The poets have been trying to figure it out for millennia, so it’s not entirely surprising that Immigration officials might have a hard time telling true love from false. After all, if the answer is, as the song suggests, “in his kiss” – I don’t think there’s training for that.
Still, it’s important to be able to determine that a relationship is bona fide. When Immigration Section Chair Vance Langford appeared before the Citizenship and Immigration Committee in October in support of a submission on family reunification, MPs asked how to make the bad-faith marriage section of the Immigration and Refugee Protection Regulations work better.
In a December letter to the committee, the Section recommended three amendments to the Regulations for determining the bona fides of a relationship:
- Replace the existing test to determine the validity of a relationship with an expanded and more relevant test.
- Prevent the use of res judicata to deny the right to a full appeal when Immigration, Refugees and Citizenship Canada refuses a family sponsorship application for families that have reapplied to immigrate after a previous application and appeal was unsuccessful.
- Remove the prohibition on marriages done by proxy, telephone or other remote means from being eligible for family sponsorship.
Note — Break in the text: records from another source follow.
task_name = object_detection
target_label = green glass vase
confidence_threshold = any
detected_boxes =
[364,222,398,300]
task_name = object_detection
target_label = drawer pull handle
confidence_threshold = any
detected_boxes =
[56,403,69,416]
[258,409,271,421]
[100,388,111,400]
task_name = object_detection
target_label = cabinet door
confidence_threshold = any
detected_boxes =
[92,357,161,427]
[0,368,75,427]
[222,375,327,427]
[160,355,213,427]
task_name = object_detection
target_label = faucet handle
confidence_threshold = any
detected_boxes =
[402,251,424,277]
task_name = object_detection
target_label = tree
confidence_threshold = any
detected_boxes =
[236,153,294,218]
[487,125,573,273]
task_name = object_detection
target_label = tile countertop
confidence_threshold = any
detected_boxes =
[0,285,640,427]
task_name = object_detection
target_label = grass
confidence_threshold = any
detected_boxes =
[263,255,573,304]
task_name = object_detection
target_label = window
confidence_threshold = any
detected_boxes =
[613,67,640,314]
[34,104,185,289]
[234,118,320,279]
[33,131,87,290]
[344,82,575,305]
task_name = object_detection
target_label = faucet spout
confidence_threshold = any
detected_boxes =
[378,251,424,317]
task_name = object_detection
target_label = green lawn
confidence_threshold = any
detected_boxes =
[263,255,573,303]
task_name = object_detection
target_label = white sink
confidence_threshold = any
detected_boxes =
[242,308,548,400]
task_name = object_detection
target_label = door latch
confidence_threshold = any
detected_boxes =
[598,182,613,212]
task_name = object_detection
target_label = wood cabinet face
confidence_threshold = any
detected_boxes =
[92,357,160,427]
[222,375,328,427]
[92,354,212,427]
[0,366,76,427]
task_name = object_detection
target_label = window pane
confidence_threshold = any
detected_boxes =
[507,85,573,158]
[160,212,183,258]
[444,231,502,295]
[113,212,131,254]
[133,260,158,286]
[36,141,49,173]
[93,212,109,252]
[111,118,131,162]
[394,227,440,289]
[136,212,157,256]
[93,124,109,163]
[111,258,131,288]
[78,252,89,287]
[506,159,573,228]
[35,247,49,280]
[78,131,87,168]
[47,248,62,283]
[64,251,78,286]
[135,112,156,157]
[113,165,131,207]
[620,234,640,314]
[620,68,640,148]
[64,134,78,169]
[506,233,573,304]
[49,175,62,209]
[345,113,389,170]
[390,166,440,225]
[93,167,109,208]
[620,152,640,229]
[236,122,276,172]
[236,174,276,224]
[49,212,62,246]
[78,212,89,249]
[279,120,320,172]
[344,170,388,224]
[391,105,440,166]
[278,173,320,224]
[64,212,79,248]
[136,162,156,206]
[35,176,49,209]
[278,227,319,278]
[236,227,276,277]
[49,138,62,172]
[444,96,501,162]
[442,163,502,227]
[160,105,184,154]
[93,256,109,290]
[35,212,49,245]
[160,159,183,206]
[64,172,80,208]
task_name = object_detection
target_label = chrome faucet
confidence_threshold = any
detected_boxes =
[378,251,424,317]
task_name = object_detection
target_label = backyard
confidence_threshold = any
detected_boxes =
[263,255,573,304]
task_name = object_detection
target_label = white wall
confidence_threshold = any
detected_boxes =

“The CBA Section supports the government’s objective of excluding applicants coming to Canada fraudulently with no intent of continuing their relationship after that immigrate,” the Section writes. “However, in the same way that the government has recognized that imposing conditional permanent residency on all individuals who have recently entered into the relationship prior to immigrating unduly restricts family reunification, the same is true of the current test introduced in 2010.”
The regulations currently have a two-part test for determining whether a relationship was entered into in bad faith (the “genuineness” of a relationship and its “primary purpose”). Only one element has to be present now; the amendment in the first recommendation would require that both indicators be present.
The Section also suggests that the “primary purpose” analysis shift from the purpose of the relationship when it was entered into, to the present purpose of the relationship, noting that while a relationship may have begun for fraudulent reasons, those reasons may change over time.
The Section notes that res judicata doesn’t appear in any immigration legislation and suggests that Parliament never meant for it to be applied as it is in the family reunification context.
“In applying res judicata, the Immigration Appeal Division has declined to hear sponsorship appeals on numerous occasions – even in situations where, since the first IAD refusal, a couple have cohabited for several more years, or have since had a child. No Canadian should be denied a meaningful hearing as to whether their relationship is bona fide simply because they were unsuccessful in a previous attempt.”
Finally, the Section notes that while it’s uncommon in Canada for people to marry by proxy or by other remote means, the government should be sensitive to cultural practices abroad and recognize marriages that are recognized elsewhere.